Revelation 4:3 - Coke's Commentary on the Holy Bible

Bible Comments

And he that sat was to look upon, &c.— Many interpreters have observed a mystical meaning in the colours and properties of the precious stones here mentioned. Thus, in the jasper, which Grotius supposes a diamond, he finds an emblem of the invincible power of God. Daubuz, who considers it only as a stone of a white and bright shining colour, looks upon it as a symbol of good-will and favour. Thus again, the Sardine stone, which is of a red colour, with some, signifies the active power of God; with others, it is a symbol of anger and displeasure in God, and therefore of destruction; to teach men, that if they obey his oracle, he will shew them the brightness of his countenance; but if they despise it, he will at last shew them the redness of it, or his fiery anger: and thus the beautiful green of the emerald is supposed to signify great good-will and favour.

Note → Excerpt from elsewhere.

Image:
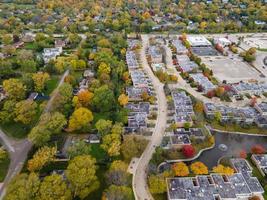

But the application of these mystical meanings seems, to say the least of it, extremely uncertain. We may observe, concerning the prophetical stile of scripture, what L'Abbe Fleury has justly remarked concerning the poetical: "We are not to imagine that each circumstance has a particular application; the whole figure generally tends to one point only, or directly means but one thing; the rest is added, not to make a part of the comparison, but to point, in a more lively manner, the thing whence the comparison is taken."We have sufficient reason, however, with the whole body of commentators, to consider the rainbow here as a representation of God's faithfulness to his covenant and promise; God himself having appointed it as a standing and perpetual token of his covenant with man. See Genesis 9:13-15.

Revelation 4:3

3 And he that sat was to look upon like a jasper and a sardine stone: and there was a rainbow round about the throne, in sight like unto an emerald.